Azealia Banks, Academy, Dublin
Azealia Banks’ reputation precedes her. At least it does in Ireland, in the wake of the Harlem rap artist’s double whammy of a spat with Aer Lingus and an internet tussle with the Rose of Tralee.
Having proved nobody does Instagram outrage better, Banks dazzlingly justified her take no prisoners stance with a turn that ticked all sorts of boxes and will have left nobody going home feeling cheated.
She also had conciliatory words for those offended by her rant about “ugly” Irish women.
“I want to dedicate this to all the beautiful Irish women,” she said at the start of Liquorice – a banger that spliced the ferocity of old school hip hop and the exuberance of house music.
That same mix of silky and pummelling was to the fore on 212 whilst she scraped the ceiling with astonishingly smokey vocals on Can’t Do It Like Me.
Banks is a ferocious free-styler and an equally accomplished singer.
She crooned, she twirled, she threw down bars as if challenging anyone in the room not to be floored by her talent.
But the crowd had really been on her side from the outset.

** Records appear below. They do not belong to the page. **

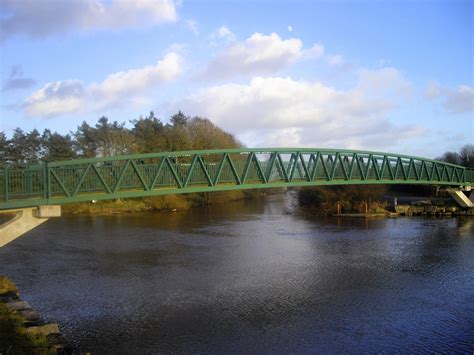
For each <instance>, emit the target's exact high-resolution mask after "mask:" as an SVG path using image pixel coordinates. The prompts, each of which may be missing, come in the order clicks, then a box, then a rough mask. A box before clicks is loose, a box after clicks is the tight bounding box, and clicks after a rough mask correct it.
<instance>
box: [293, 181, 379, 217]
mask: <svg viewBox="0 0 474 355" xmlns="http://www.w3.org/2000/svg"><path fill="white" fill-rule="evenodd" d="M386 193H387V187H386V186H384V185H371V186H366V185H343V186H320V187H307V188H302V189H300V190H299V191H298V201H299V204H300V206H302V207H303V208H305V209H307V210H310V211H311V212H314V213H316V214H321V215H331V214H339V213H384V212H385V207H386V205H385V203H384V202H383V201H382V198H383V196H384V195H385V194H386Z"/></svg>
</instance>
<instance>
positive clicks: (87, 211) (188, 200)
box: [62, 189, 277, 215]
mask: <svg viewBox="0 0 474 355" xmlns="http://www.w3.org/2000/svg"><path fill="white" fill-rule="evenodd" d="M275 192H277V191H274V190H273V189H272V190H271V191H261V190H244V191H224V192H212V193H193V194H181V195H164V196H151V197H145V198H137V199H116V200H106V201H90V202H82V203H73V204H67V205H63V206H62V212H63V213H64V214H94V215H96V214H117V213H136V212H152V211H157V212H159V211H180V210H188V209H191V208H197V207H203V206H210V205H219V204H225V203H229V202H233V201H240V200H247V199H252V198H257V197H260V196H262V195H266V194H272V193H275Z"/></svg>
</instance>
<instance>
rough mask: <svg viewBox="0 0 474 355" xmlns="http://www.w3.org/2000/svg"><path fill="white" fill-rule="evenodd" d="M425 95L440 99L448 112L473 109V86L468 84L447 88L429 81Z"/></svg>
mask: <svg viewBox="0 0 474 355" xmlns="http://www.w3.org/2000/svg"><path fill="white" fill-rule="evenodd" d="M426 97H427V98H428V99H438V100H441V103H442V105H443V107H444V108H445V109H446V110H447V111H448V112H450V113H465V112H472V111H474V88H473V87H471V86H468V85H459V86H458V87H457V88H449V87H446V86H440V85H438V84H436V83H431V84H429V85H428V87H427V89H426Z"/></svg>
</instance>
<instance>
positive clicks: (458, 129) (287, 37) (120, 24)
mask: <svg viewBox="0 0 474 355" xmlns="http://www.w3.org/2000/svg"><path fill="white" fill-rule="evenodd" d="M473 13H474V2H473V1H457V0H449V1H448V0H446V1H355V0H353V1H337V0H336V1H303V0H300V1H283V0H279V1H269V0H268V1H264V0H254V1H186V0H183V1H179V2H178V1H176V2H175V1H172V0H135V1H132V0H109V1H106V0H68V1H66V0H63V1H61V0H0V24H1V33H0V46H1V53H0V68H1V83H0V84H1V91H0V95H1V96H0V105H1V106H0V110H1V111H0V120H1V121H0V129H1V130H3V131H5V132H6V133H7V135H11V133H12V130H13V129H14V128H16V127H21V128H22V129H24V130H31V129H33V128H37V129H38V130H40V131H42V130H43V129H45V128H51V129H53V130H56V131H58V132H60V133H67V132H70V131H73V130H75V128H76V127H77V126H78V125H79V124H80V123H81V122H82V121H84V120H85V121H87V122H89V123H91V124H92V123H95V122H96V121H97V119H98V118H99V117H100V116H103V115H105V116H107V117H109V118H110V119H112V120H118V121H127V122H128V121H129V120H132V119H134V118H137V117H139V116H140V115H146V114H147V113H148V112H149V111H151V110H153V111H154V112H155V113H156V114H157V116H158V117H160V118H161V119H162V120H163V121H164V122H166V121H167V118H168V117H169V116H170V114H172V113H174V112H176V111H177V110H183V111H184V112H185V113H186V114H188V115H192V116H194V115H200V116H205V117H208V118H209V119H211V120H212V121H213V122H215V123H216V124H217V125H219V126H220V127H223V128H224V129H226V130H227V131H230V132H231V133H233V134H234V135H236V136H237V137H238V138H239V139H240V140H241V141H242V142H243V143H244V144H246V145H247V146H249V147H259V146H260V147H263V146H306V147H335V148H357V149H370V150H381V151H390V152H400V153H407V154H414V155H421V156H426V157H436V156H438V155H440V154H441V153H443V152H444V151H446V150H458V149H459V148H460V147H461V146H462V145H464V144H473V143H474V64H473V63H474V62H473V56H474V41H473V40H474V38H473V36H474V35H473V34H474V24H473Z"/></svg>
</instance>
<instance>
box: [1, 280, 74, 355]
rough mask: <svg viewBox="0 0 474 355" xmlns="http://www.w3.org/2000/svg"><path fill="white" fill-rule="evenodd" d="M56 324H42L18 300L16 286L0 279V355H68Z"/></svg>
mask: <svg viewBox="0 0 474 355" xmlns="http://www.w3.org/2000/svg"><path fill="white" fill-rule="evenodd" d="M69 353H71V349H70V348H69V346H68V344H67V341H66V339H65V338H64V337H63V335H62V334H61V332H60V330H59V327H58V325H57V324H56V323H50V322H45V321H44V320H43V319H42V318H41V317H40V316H39V314H38V313H37V312H36V311H35V310H33V309H32V308H31V306H30V305H29V304H28V302H26V301H23V300H22V299H21V298H20V294H19V292H18V289H17V287H16V285H15V284H14V283H13V282H12V281H11V280H10V279H9V278H7V277H5V276H1V275H0V354H41V355H48V354H69Z"/></svg>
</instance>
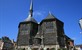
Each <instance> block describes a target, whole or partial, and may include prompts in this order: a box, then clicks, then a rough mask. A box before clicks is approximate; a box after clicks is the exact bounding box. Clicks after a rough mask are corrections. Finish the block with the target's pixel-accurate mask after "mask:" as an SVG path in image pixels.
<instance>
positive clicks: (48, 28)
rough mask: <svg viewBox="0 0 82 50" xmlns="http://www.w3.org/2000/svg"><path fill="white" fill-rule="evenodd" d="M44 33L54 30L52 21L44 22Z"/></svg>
mask: <svg viewBox="0 0 82 50" xmlns="http://www.w3.org/2000/svg"><path fill="white" fill-rule="evenodd" d="M45 26H46V27H45V28H46V29H45V33H53V32H54V29H53V27H54V26H53V22H46V23H45Z"/></svg>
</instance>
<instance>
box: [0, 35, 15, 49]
mask: <svg viewBox="0 0 82 50" xmlns="http://www.w3.org/2000/svg"><path fill="white" fill-rule="evenodd" d="M0 50H14V46H13V43H12V41H11V40H10V39H9V38H8V37H6V36H4V37H2V38H1V40H0Z"/></svg>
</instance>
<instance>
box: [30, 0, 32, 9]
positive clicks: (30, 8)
mask: <svg viewBox="0 0 82 50" xmlns="http://www.w3.org/2000/svg"><path fill="white" fill-rule="evenodd" d="M32 9H33V1H32V0H31V4H30V10H32Z"/></svg>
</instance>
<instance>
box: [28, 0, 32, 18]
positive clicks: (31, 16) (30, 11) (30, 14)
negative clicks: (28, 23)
mask: <svg viewBox="0 0 82 50" xmlns="http://www.w3.org/2000/svg"><path fill="white" fill-rule="evenodd" d="M32 16H33V1H32V0H31V3H30V11H29V17H32Z"/></svg>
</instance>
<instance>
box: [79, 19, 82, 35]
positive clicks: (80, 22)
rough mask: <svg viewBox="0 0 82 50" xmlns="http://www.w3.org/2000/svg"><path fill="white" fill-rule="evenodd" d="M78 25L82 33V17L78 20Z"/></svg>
mask: <svg viewBox="0 0 82 50" xmlns="http://www.w3.org/2000/svg"><path fill="white" fill-rule="evenodd" d="M79 25H80V28H81V32H80V33H81V34H82V18H81V19H80V20H79Z"/></svg>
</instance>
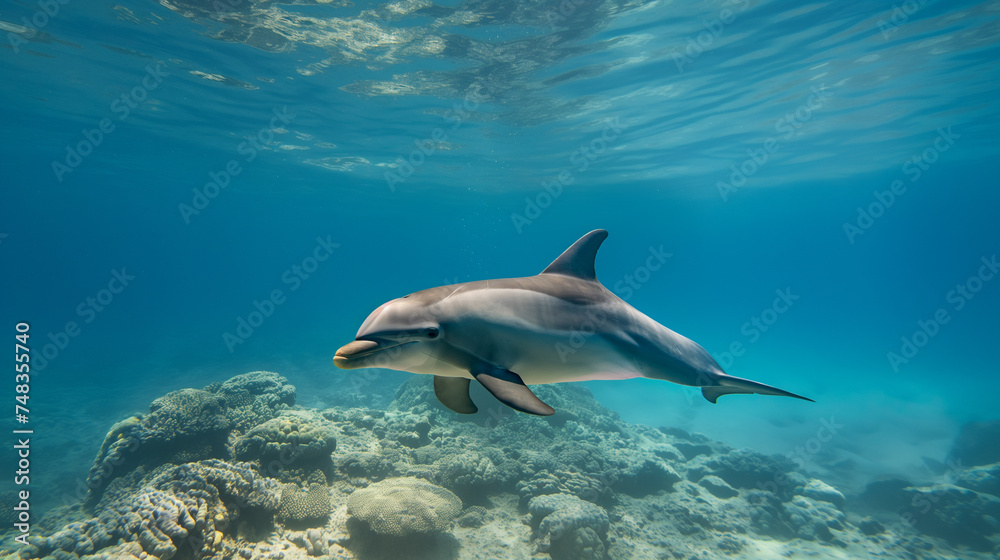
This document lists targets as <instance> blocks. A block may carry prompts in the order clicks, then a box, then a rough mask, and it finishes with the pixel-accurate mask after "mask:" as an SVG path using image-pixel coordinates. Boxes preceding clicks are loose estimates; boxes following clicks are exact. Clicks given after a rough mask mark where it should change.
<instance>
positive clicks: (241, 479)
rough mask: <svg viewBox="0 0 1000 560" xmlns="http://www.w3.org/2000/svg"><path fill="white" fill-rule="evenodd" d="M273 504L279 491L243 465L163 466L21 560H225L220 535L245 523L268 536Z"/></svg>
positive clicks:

Cries of “f*** Aer Lingus, f*** Aer Lingus” rained down as a DJ amped the atmosphere until, shortly after 9.30pm, Banks and her drummer trooped on.
Of her notoriously disagreeable side there was not a glimmer.
She and her two day-glo dancers radiated positive vibrations and visibly took heart from the audience’s love.
Banks, wearing a skirt seemingly assembled from random squares of denim, could be sweet as well as salty.
She called a halt at one point to ensure fans on the packed floor were okay.
Later she flashed a superstar grin while chucking “freebie” t-shirts into the crowd.
It was, against all reasonable expectations, the feel-good gig of the season.